Elektronikfachmann soll Ferrari fit für die Zukunft machen
Ferrari auf dem Weg zur Elektrifizierung
Benedetto Vigna führt Ferrari in ein neues Zeitalter
Der Physiker soll die Führungsrolle des Sportwagenbauers weiter ausbauen
Von Gerhard Bläske, Mailand
bl Mailand
Seit fast vier Jahren steht Benedetto Vigna (56) jetzt an der Spitze des Sportwagenbauers Ferrari. Die anfängliche Skepsis über die Berufung des Physikers, der über keinerlei Erfahrung in der Autoindustrie verfügte, ist längst gewichen. Denn in einer sehr schwierigen Phase für die Autoindustrie eilt Ferrari von Rekord zu Rekord: Mit einer Nettomarge von 30,3% im ersten Quartal, einem Umsatzanstieg von 13% und einem Nettogewinn von 412 Mill. Euro (plus 17%) gibt es nicht die geringsten Anzeichen für ein Ende der positiven Entwicklung. Trotz der US-Zölle, auf die Ferrari mit Preiserhöhungen für einige Modelle um bis zu 10% reagierte, bestätigte Vigna die Jahresziele.
Hohe Marktkapitalisierung
Das spiegelt sich auch im Börsenkurs wider: Mit einer Kapitalisierung von mehr als 82 Mrd. Euro lassen die Italiener fast alle anderen Autoproduzenten weit hinter sich. Ferrari ist eher mit Super-Luxus-Unternehmen wie Hermès vergleichbar als mit VW oder Mercedes-Benz. Nur die Audi-Tochter Lamborghini kommt da heran. Die Reichen der Welt reißen sich um das bewusst knapp gehaltene Angebot. Das wahrt die Exklusivität. Mit individualisierten Sondermodellen werden besonders hohe Margen erzielt. Dazu kommen Partnerschaften, etwa im Jachtenbereich.
Führungsrolle stärken
Doch Vigna hat sich von Anfang an nicht auf den Lorbeeren ausgeruht. Entschlossen bereitet der im süditalienischen Potenza geborene Lehrersohn, der an der renommierten Universität Pisa studiert hat, Ferrari auf die Herausforderungen der Zukunft vor. Der Fachmann für Elektronik setzt auf neue Antriebsformen und neue Technologien. Er hat den größten Teil seines Berufslebens beim Chip-Produzenten STMicroelectronics verbracht und hält mehr als 200 Patente vor allem in den Bereichen Konnektivität und Imaging. Er ist geholt worden, um die Führungsrolle des Herstellers „der schönsten und technologisch anspruchsvollsten Autos der Welt zu stärken“. Schon kurz nach seinem Amtsantritt am 1. September 2021 hatte er viele Elektronik- und IT-Fachleute ins Unternehmen geholt. Sie sollen helfen, das zu 21,2% von der börsennotierten Holding Exor der Fiat-Eigentümerfamilie Elkann-Agnelli kontrollierte Unternehmen dafür fit zu machen. Etwa die Hälfte der Verkäufe wird bereits mit Hybrid-Fahrzeugen erzielt. Und im Oktober 2026 soll das erste vollelektrische Modell ausgeliefert werden. Ferrari kommt damit viel später als etwa Porsche oder andere Autohersteller. Doch Vigna sagt, es sei „nicht wichtig, der Erste zu sein, sondern mit einer einzigartigen Technologie aufzuwarten“: Einer „In-House“ entwickelten Lösung. Die Hybrid- und Elektro-Autos werden in einer 2024 eröffneten neuen Produktionshalle am Firmensitz in Maranello bei Modena produziert und auch die Batterien fertigt Ferrari selbst – zusammen mit einem Partner.
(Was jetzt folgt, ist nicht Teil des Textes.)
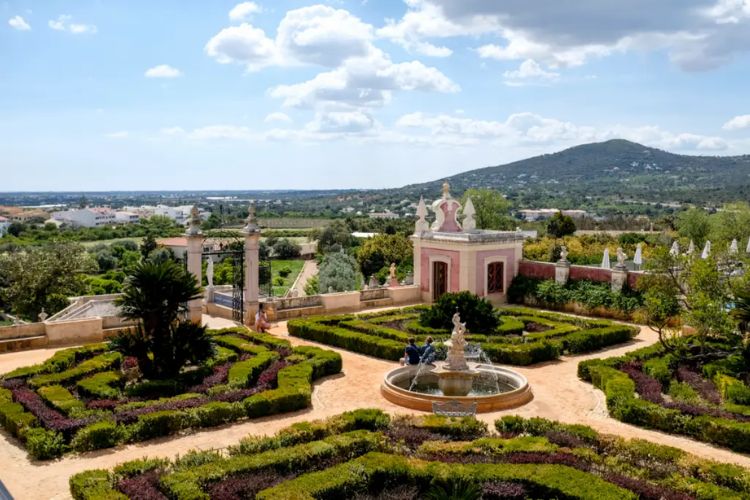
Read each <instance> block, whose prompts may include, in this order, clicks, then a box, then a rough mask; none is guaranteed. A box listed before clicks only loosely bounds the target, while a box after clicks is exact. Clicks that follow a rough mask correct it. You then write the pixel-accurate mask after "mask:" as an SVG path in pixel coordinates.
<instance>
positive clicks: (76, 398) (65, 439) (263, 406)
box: [0, 328, 341, 487]
mask: <svg viewBox="0 0 750 500" xmlns="http://www.w3.org/2000/svg"><path fill="white" fill-rule="evenodd" d="M211 333H212V334H213V338H214V339H215V340H216V343H217V344H218V345H219V347H218V348H217V349H216V351H217V352H216V356H215V357H214V358H211V359H209V360H208V361H206V363H205V364H204V365H203V366H199V367H196V368H195V369H193V370H190V371H186V372H185V373H183V374H181V375H180V376H179V377H178V378H176V379H171V380H154V381H138V380H135V381H132V382H130V383H129V384H128V385H125V380H126V378H125V376H124V373H123V372H124V371H125V370H128V369H132V368H128V367H126V366H122V367H120V361H121V359H122V358H121V356H120V354H119V353H116V352H108V351H106V350H105V347H104V346H103V345H102V344H96V345H95V346H85V347H82V348H77V349H66V350H63V351H60V352H58V353H57V354H55V356H53V358H51V359H50V360H49V361H47V362H45V363H42V364H40V365H35V366H34V367H27V368H22V369H19V370H14V371H13V372H11V373H10V374H8V375H6V376H4V377H2V378H1V379H0V385H1V386H2V388H0V425H2V426H3V427H4V428H5V429H6V430H8V431H9V432H10V433H11V434H13V435H14V436H15V437H17V438H18V439H19V440H20V441H21V442H22V443H23V444H24V445H25V446H26V448H27V449H28V451H29V453H30V454H32V455H33V456H34V457H36V458H53V457H55V456H59V455H60V454H62V453H64V452H66V451H68V450H76V451H88V450H94V449H99V448H105V447H110V446H116V445H118V444H121V443H126V442H135V441H141V440H145V439H151V438H154V437H158V436H164V435H169V434H173V433H176V432H181V431H184V430H188V429H193V428H201V427H211V426H215V425H221V424H224V423H227V422H232V421H235V420H238V419H243V418H248V417H251V418H252V417H261V416H266V415H272V414H275V413H280V412H287V411H293V410H299V409H303V408H306V407H307V406H309V404H310V395H311V393H312V385H311V384H312V382H313V381H314V380H315V379H318V378H320V377H324V376H326V375H331V374H335V373H338V372H340V371H341V357H340V356H339V355H338V354H336V353H334V352H332V351H326V350H323V349H318V348H314V347H300V348H296V349H292V348H291V346H290V345H289V343H288V342H287V341H285V340H283V339H278V338H275V337H272V336H270V335H258V334H254V333H250V332H249V331H247V330H246V329H244V328H235V329H225V330H221V331H216V332H211ZM60 353H62V354H60ZM165 394H167V395H168V394H173V396H171V397H162V396H163V395H165ZM134 484H141V483H138V482H136V483H134ZM144 484H145V483H144ZM133 487H135V486H133Z"/></svg>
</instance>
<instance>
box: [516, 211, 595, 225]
mask: <svg viewBox="0 0 750 500" xmlns="http://www.w3.org/2000/svg"><path fill="white" fill-rule="evenodd" d="M557 212H562V214H563V215H567V216H569V217H572V218H574V219H579V218H582V217H586V215H588V213H587V212H586V211H585V210H559V209H557V208H537V209H533V210H531V209H527V210H519V213H520V214H521V217H523V218H524V219H525V220H526V221H529V222H532V221H535V220H545V219H551V218H552V217H554V215H555V214H556V213H557Z"/></svg>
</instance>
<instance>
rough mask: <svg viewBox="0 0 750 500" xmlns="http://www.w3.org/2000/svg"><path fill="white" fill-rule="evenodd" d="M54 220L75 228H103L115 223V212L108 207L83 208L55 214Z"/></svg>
mask: <svg viewBox="0 0 750 500" xmlns="http://www.w3.org/2000/svg"><path fill="white" fill-rule="evenodd" d="M52 218H53V219H55V220H58V221H60V222H63V223H67V224H70V225H71V226H73V227H101V226H108V225H112V224H114V223H115V212H114V211H113V210H112V209H110V208H106V207H94V208H81V209H73V210H63V211H61V212H54V213H53V214H52Z"/></svg>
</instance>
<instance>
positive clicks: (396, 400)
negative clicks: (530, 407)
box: [381, 313, 532, 412]
mask: <svg viewBox="0 0 750 500" xmlns="http://www.w3.org/2000/svg"><path fill="white" fill-rule="evenodd" d="M452 323H453V331H452V332H451V336H450V340H447V341H445V342H443V345H444V346H445V347H447V349H448V352H447V356H446V358H445V360H444V361H436V362H435V363H420V364H419V365H409V366H403V367H399V368H396V369H394V370H391V371H390V372H388V373H387V374H386V376H385V380H384V381H383V386H382V387H381V392H382V394H383V396H385V397H386V399H388V400H389V401H391V402H393V403H396V404H399V405H402V406H406V407H408V408H414V409H418V410H426V411H430V410H432V409H433V407H432V405H433V403H445V402H449V401H450V402H454V403H467V402H471V403H476V411H479V412H482V411H495V410H499V409H505V408H512V407H514V406H518V405H521V404H524V403H526V402H528V401H529V400H530V399H531V398H532V393H531V389H530V388H529V384H528V381H527V380H526V378H525V377H524V376H523V375H521V374H520V373H517V372H514V371H513V370H509V369H507V368H503V367H499V366H496V365H493V364H492V362H491V361H490V360H489V357H487V355H486V354H485V353H483V352H482V351H481V349H477V347H478V346H474V345H472V346H469V345H468V343H467V342H466V323H462V322H461V316H460V314H459V313H455V314H454V315H453V318H452ZM469 347H471V349H468V348H469ZM477 351H478V352H477ZM467 358H468V359H469V360H470V361H467Z"/></svg>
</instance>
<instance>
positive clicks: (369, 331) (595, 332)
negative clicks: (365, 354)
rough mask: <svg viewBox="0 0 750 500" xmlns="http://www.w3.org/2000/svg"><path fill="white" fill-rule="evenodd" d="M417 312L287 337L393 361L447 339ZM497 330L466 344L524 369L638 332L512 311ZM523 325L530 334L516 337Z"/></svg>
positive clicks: (350, 314) (315, 321)
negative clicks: (416, 345) (405, 353)
mask: <svg viewBox="0 0 750 500" xmlns="http://www.w3.org/2000/svg"><path fill="white" fill-rule="evenodd" d="M419 311H420V308H417V307H410V308H405V309H400V310H392V311H387V312H379V313H375V314H363V315H358V316H354V315H351V314H347V315H340V316H317V317H311V318H304V319H293V320H290V321H289V322H288V324H287V327H288V329H289V334H290V335H293V336H297V337H301V338H305V339H309V340H314V341H316V342H320V343H323V344H328V345H332V346H336V347H342V348H344V349H348V350H350V351H354V352H358V353H361V354H366V355H368V356H374V357H377V358H383V359H389V360H393V361H397V360H398V359H400V358H401V357H403V355H404V347H405V345H406V342H407V340H408V338H409V337H416V338H417V340H418V341H420V342H422V341H424V339H425V338H426V337H427V336H428V335H431V336H433V337H435V340H436V341H438V342H439V341H440V339H441V338H443V339H447V338H448V337H449V336H450V333H451V332H449V331H440V330H436V329H434V328H429V327H424V326H421V325H419V323H418V322H417V319H418V317H419ZM498 314H499V317H500V325H499V326H498V327H497V328H496V329H495V331H494V332H491V333H484V334H481V335H478V334H472V333H471V332H469V334H468V335H467V336H466V340H467V341H469V342H473V343H477V344H479V345H480V346H481V348H482V350H483V351H484V352H485V353H486V354H487V355H488V356H489V358H490V359H491V360H492V361H493V362H497V363H505V364H512V365H530V364H534V363H539V362H542V361H549V360H553V359H557V358H558V357H559V356H560V355H561V354H563V353H568V354H578V353H585V352H591V351H595V350H597V349H601V348H604V347H607V346H610V345H614V344H619V343H622V342H627V341H628V340H630V339H632V338H633V337H634V336H635V335H636V334H637V333H638V329H637V328H634V327H631V326H628V325H622V324H618V323H614V322H611V321H608V320H593V319H585V318H577V317H573V316H566V315H562V314H555V313H549V312H545V311H539V310H535V309H530V308H522V307H514V308H504V309H500V310H499V311H498ZM526 325H530V329H531V331H527V332H525V333H523V335H521V333H522V332H523V330H524V329H525V328H526Z"/></svg>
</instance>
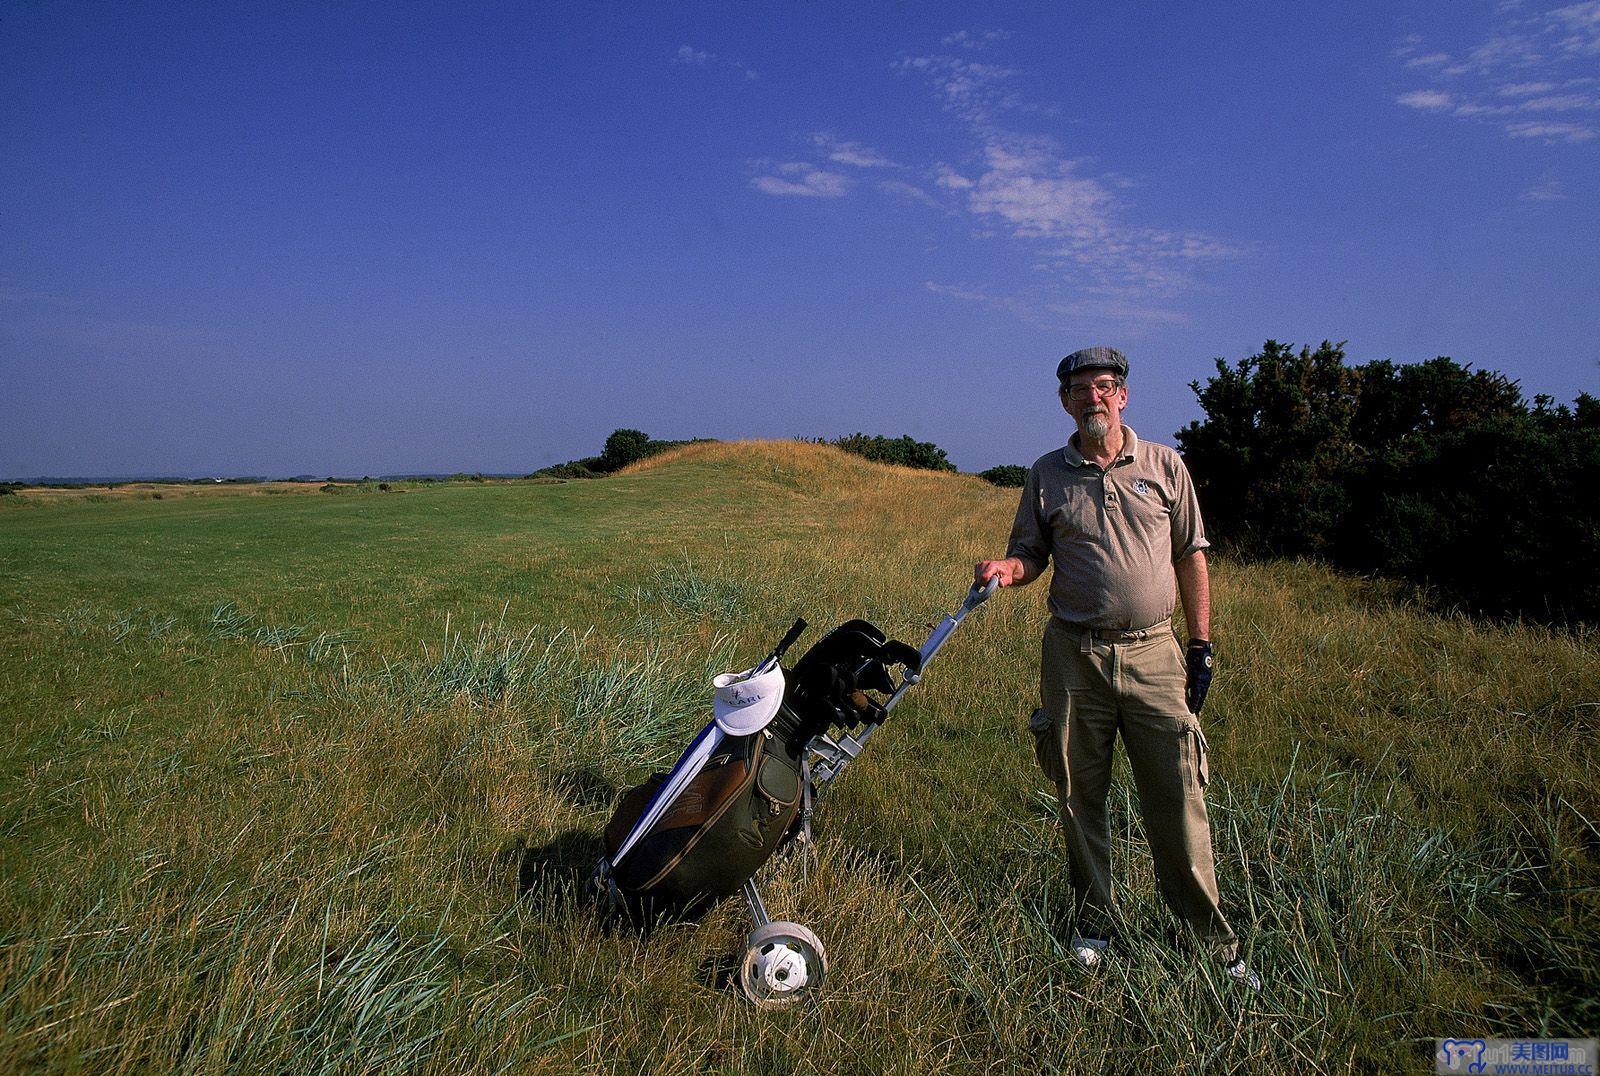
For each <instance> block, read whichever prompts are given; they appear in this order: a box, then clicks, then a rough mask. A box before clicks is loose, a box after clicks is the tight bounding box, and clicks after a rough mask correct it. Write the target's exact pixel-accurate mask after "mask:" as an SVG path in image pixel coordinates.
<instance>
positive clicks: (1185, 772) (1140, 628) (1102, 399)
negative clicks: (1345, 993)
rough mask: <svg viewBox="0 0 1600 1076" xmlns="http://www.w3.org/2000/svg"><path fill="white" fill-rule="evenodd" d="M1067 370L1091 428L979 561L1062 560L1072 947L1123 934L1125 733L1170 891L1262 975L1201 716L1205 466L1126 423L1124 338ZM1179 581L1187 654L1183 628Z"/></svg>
mask: <svg viewBox="0 0 1600 1076" xmlns="http://www.w3.org/2000/svg"><path fill="white" fill-rule="evenodd" d="M1056 378H1058V379H1059V383H1061V404H1062V407H1066V410H1067V413H1069V415H1070V416H1072V418H1074V421H1075V423H1077V426H1078V432H1077V434H1074V436H1072V440H1070V442H1067V445H1066V447H1062V448H1058V450H1056V452H1051V453H1048V455H1045V456H1040V458H1038V461H1037V463H1035V464H1034V466H1032V468H1030V469H1029V472H1027V482H1026V485H1024V487H1022V501H1021V504H1018V509H1016V522H1014V524H1013V527H1011V543H1010V546H1008V549H1006V556H1005V559H1002V560H984V562H981V564H979V565H978V567H976V570H974V573H976V576H978V581H979V583H982V581H987V580H990V578H997V580H998V581H1000V586H1019V584H1026V583H1032V581H1034V580H1035V578H1038V575H1040V573H1043V570H1045V564H1046V562H1050V560H1054V565H1056V570H1054V575H1053V576H1051V581H1050V613H1051V616H1050V624H1048V626H1046V628H1045V642H1043V653H1042V660H1040V689H1038V693H1040V708H1038V709H1037V711H1034V719H1032V722H1030V727H1032V730H1034V738H1035V751H1037V754H1038V762H1040V767H1042V769H1043V770H1045V773H1046V777H1050V780H1053V781H1054V783H1056V791H1058V796H1059V804H1061V826H1062V831H1064V834H1066V842H1067V853H1069V858H1070V866H1072V871H1070V873H1072V889H1074V893H1075V903H1077V908H1075V921H1077V933H1075V935H1074V938H1072V951H1074V954H1075V956H1077V959H1078V961H1080V962H1082V964H1083V966H1085V967H1096V966H1099V964H1101V961H1102V959H1104V953H1106V948H1107V943H1109V938H1110V933H1112V922H1114V900H1112V876H1110V826H1109V823H1107V817H1106V793H1107V788H1109V785H1110V767H1112V746H1114V743H1115V738H1117V733H1118V732H1120V733H1122V741H1123V746H1125V748H1126V751H1128V761H1130V762H1131V764H1133V778H1134V785H1136V786H1138V789H1139V807H1141V812H1142V815H1144V829H1146V834H1147V836H1149V841H1150V853H1152V857H1154V860H1155V877H1157V885H1158V889H1160V892H1162V897H1163V898H1165V900H1166V903H1168V905H1170V906H1171V908H1173V911H1174V913H1178V917H1179V919H1182V921H1184V922H1186V924H1187V925H1189V927H1190V929H1192V930H1194V932H1195V933H1197V935H1198V937H1200V940H1202V941H1203V943H1205V946H1206V948H1208V950H1210V951H1211V953H1213V954H1214V956H1216V958H1218V959H1219V961H1221V962H1222V966H1224V969H1226V970H1227V974H1229V975H1230V977H1232V978H1234V980H1237V982H1240V983H1245V985H1246V986H1251V988H1259V986H1261V980H1259V977H1256V974H1254V972H1253V970H1251V969H1250V967H1248V966H1246V964H1245V961H1243V959H1240V956H1238V941H1237V938H1235V937H1234V930H1232V929H1230V927H1229V925H1227V919H1226V917H1224V916H1222V909H1221V908H1219V906H1218V890H1216V873H1214V869H1213V863H1211V821H1210V818H1208V815H1206V807H1205V785H1206V778H1208V773H1206V743H1205V735H1202V732H1200V721H1198V714H1200V708H1202V705H1203V703H1205V695H1206V689H1208V687H1210V682H1211V642H1210V637H1211V631H1210V616H1211V592H1210V584H1208V581H1206V564H1205V549H1206V546H1208V544H1210V543H1208V541H1206V540H1205V530H1203V527H1202V522H1200V508H1198V503H1197V501H1195V493H1194V485H1192V484H1190V480H1189V471H1187V469H1186V468H1184V463H1182V460H1179V456H1178V453H1176V452H1173V450H1171V448H1168V447H1166V445H1157V444H1152V442H1147V440H1141V439H1139V437H1138V436H1134V432H1133V429H1131V428H1128V426H1123V424H1122V412H1123V408H1125V407H1126V405H1128V360H1126V357H1123V354H1122V352H1120V351H1117V349H1115V347H1085V349H1083V351H1075V352H1072V354H1070V355H1067V357H1066V359H1062V360H1061V365H1059V367H1058V368H1056ZM1174 578H1176V589H1178V592H1179V594H1181V596H1182V604H1184V621H1186V624H1187V629H1189V647H1187V652H1186V650H1184V648H1182V647H1179V645H1178V637H1176V634H1174V632H1173V628H1171V616H1173V604H1174V594H1173V591H1174V588H1173V583H1174Z"/></svg>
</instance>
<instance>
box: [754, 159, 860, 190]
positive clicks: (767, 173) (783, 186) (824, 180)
mask: <svg viewBox="0 0 1600 1076" xmlns="http://www.w3.org/2000/svg"><path fill="white" fill-rule="evenodd" d="M755 163H757V167H760V168H766V165H765V162H755ZM773 173H776V175H773ZM750 186H752V187H755V189H757V191H760V192H762V194H773V195H778V197H787V195H794V197H803V199H842V197H845V195H846V194H850V189H851V187H853V186H854V181H851V178H850V176H846V175H842V173H838V171H826V170H822V168H818V167H816V165H811V163H806V162H803V160H792V162H787V163H782V165H778V167H774V168H768V171H766V173H765V175H758V176H755V178H754V179H750Z"/></svg>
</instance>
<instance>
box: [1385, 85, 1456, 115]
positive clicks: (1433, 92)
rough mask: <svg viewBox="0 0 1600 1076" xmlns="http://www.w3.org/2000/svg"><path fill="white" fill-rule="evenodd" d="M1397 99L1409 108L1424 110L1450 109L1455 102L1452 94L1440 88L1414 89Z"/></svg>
mask: <svg viewBox="0 0 1600 1076" xmlns="http://www.w3.org/2000/svg"><path fill="white" fill-rule="evenodd" d="M1395 101H1398V102H1400V104H1403V106H1406V107H1408V109H1422V110H1424V112H1434V110H1438V109H1448V107H1450V106H1451V104H1454V101H1451V98H1450V94H1448V93H1443V91H1440V90H1413V91H1411V93H1402V94H1400V96H1398V98H1395Z"/></svg>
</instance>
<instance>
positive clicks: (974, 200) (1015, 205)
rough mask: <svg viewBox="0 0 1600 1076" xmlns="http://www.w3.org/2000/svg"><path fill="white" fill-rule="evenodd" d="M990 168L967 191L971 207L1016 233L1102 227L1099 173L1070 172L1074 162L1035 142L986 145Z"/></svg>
mask: <svg viewBox="0 0 1600 1076" xmlns="http://www.w3.org/2000/svg"><path fill="white" fill-rule="evenodd" d="M984 157H986V160H987V163H989V170H987V171H986V173H984V175H982V176H979V178H978V183H976V186H974V187H973V191H971V194H970V195H968V203H970V205H971V210H973V213H978V215H979V216H984V215H992V216H998V218H1000V219H1003V221H1005V223H1006V224H1010V226H1011V232H1013V234H1014V235H1022V237H1046V239H1048V237H1061V235H1082V237H1088V235H1094V234H1099V232H1102V231H1106V219H1104V218H1106V211H1107V210H1109V208H1110V205H1112V195H1110V191H1107V189H1106V187H1104V184H1101V183H1099V181H1098V179H1093V178H1083V176H1077V175H1074V165H1072V162H1067V160H1059V159H1058V157H1054V155H1051V154H1050V152H1046V151H1043V149H1042V147H1040V146H1038V144H1034V146H1005V144H998V143H990V144H989V146H986V147H984Z"/></svg>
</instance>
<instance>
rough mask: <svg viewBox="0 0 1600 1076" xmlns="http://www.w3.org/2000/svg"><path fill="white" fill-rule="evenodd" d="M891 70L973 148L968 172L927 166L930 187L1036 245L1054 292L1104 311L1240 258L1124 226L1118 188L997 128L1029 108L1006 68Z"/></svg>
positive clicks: (1002, 128)
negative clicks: (955, 128)
mask: <svg viewBox="0 0 1600 1076" xmlns="http://www.w3.org/2000/svg"><path fill="white" fill-rule="evenodd" d="M898 67H899V69H901V70H902V72H907V74H917V75H922V77H925V78H926V80H928V82H930V83H931V85H933V88H934V91H936V94H938V96H939V99H941V101H942V102H944V107H946V109H947V110H950V112H954V114H955V115H957V117H958V118H960V122H962V125H963V128H965V130H966V135H968V136H970V139H971V141H973V144H974V157H973V162H971V167H968V168H965V170H962V168H957V167H952V165H949V163H942V162H941V163H938V165H934V167H933V170H931V175H933V183H934V184H936V187H939V189H942V191H947V192H949V197H952V199H955V200H957V202H955V203H957V205H958V207H960V208H962V210H963V211H965V213H968V215H971V216H973V218H974V219H976V221H978V223H981V224H982V226H984V227H989V229H994V231H995V232H997V234H1003V235H1010V237H1011V239H1014V240H1021V242H1029V243H1034V245H1035V247H1037V250H1035V253H1034V259H1035V264H1037V266H1038V269H1040V271H1043V272H1046V274H1050V275H1051V277H1053V279H1054V280H1056V282H1058V287H1064V288H1074V290H1083V291H1093V293H1096V295H1099V296H1101V298H1099V299H1098V306H1096V309H1099V311H1101V312H1102V314H1104V312H1107V311H1112V309H1118V311H1123V312H1126V311H1131V309H1136V307H1138V306H1139V304H1141V303H1149V301H1150V299H1154V298H1165V296H1173V295H1176V293H1179V291H1184V290H1187V288H1190V287H1192V283H1194V282H1192V275H1190V269H1192V267H1194V266H1197V264H1200V263H1202V261H1206V259H1224V258H1235V256H1238V255H1240V253H1242V251H1240V250H1238V248H1235V247H1234V245H1230V243H1226V242H1221V240H1216V239H1213V237H1208V235H1200V234H1174V232H1168V231H1162V229H1155V227H1144V226H1138V224H1134V223H1131V219H1130V218H1131V216H1133V207H1131V205H1128V203H1126V200H1125V197H1123V195H1120V194H1118V189H1120V187H1122V186H1125V184H1122V183H1120V181H1117V179H1115V178H1114V176H1110V175H1104V173H1101V175H1096V173H1093V171H1091V170H1090V168H1088V165H1086V163H1085V162H1083V160H1080V159H1074V157H1070V155H1067V154H1066V152H1064V147H1062V146H1061V144H1059V143H1058V141H1056V139H1053V138H1042V136H1032V135H1024V133H1018V131H1014V130H1010V126H1008V125H1005V123H1002V118H1005V117H1006V115H1010V114H1011V112H1030V110H1034V109H1032V107H1030V102H1027V101H1024V99H1021V98H1019V94H1016V93H1014V91H1011V88H1010V82H1011V80H1013V78H1014V77H1016V74H1018V72H1014V70H1013V69H1008V67H1002V66H997V64H971V62H966V61H963V59H960V58H952V56H917V58H909V59H902V61H899V64H898ZM1112 296H1115V303H1112ZM1051 309H1053V311H1054V312H1059V311H1061V309H1062V307H1061V303H1059V301H1051Z"/></svg>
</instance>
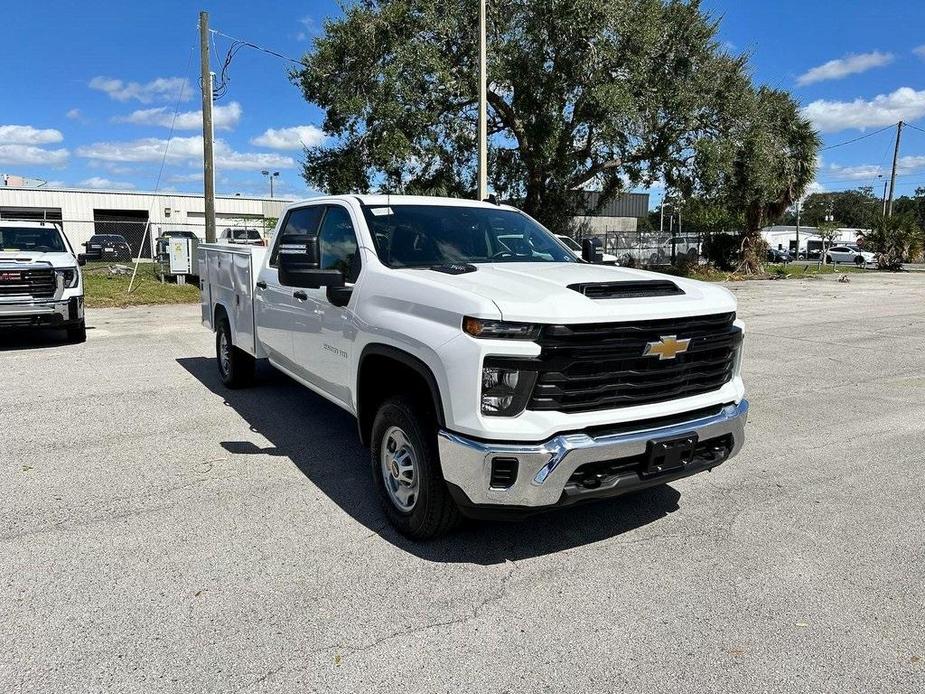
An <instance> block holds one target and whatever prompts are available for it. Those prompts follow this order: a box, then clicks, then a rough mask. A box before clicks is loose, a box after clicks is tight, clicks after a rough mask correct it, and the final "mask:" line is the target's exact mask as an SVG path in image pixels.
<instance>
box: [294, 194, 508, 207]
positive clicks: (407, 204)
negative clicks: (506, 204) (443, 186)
mask: <svg viewBox="0 0 925 694" xmlns="http://www.w3.org/2000/svg"><path fill="white" fill-rule="evenodd" d="M335 200H336V201H340V202H351V201H355V200H358V201H359V202H360V203H362V204H363V205H370V206H378V205H438V206H444V207H484V208H486V209H493V210H497V209H499V208H500V209H506V210H512V209H514V208H513V207H511V206H509V205H500V204H495V203H492V202H485V201H481V200H469V199H467V198H443V197H437V196H429V195H323V196H320V197H317V198H306V199H305V200H299V201H298V202H294V203H292V206H293V207H298V206H300V205H306V204H309V203H319V202H325V201H335Z"/></svg>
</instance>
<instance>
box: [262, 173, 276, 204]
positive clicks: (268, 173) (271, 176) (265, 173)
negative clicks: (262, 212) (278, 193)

„Nicht wichtig, der Erste zu sein“
So hofft Vigna, die Kunden in das neue Zeitalter mitzunehmen. Die Kundentreue ist traditionell sehr hoch. Die meisten Käufer haben mehrere Ferrari in ihren Garagen stehen. Sie sind so reich, dass konjunkturelle Schwankungen keine Rolle für sie spielen. Und die Hälfte der Ferrari-Kunden ist jünger als 40. Sie seien offen für neue Antriebsformen.
Sorgen bereitet Vigna die anhaltende Erfolgsflaute in der Formel 1. Selbst mit dem siebenmaligen Weltmeister Lewis Hamilton fährt Ferrari in dieser Saison meist weit hinterher. Der Rennstall liegt deutlich hinter McLaren. Und in der Fahrerwertung rangiert Charles Leclerc vor Hamilton nur auf Rang 5.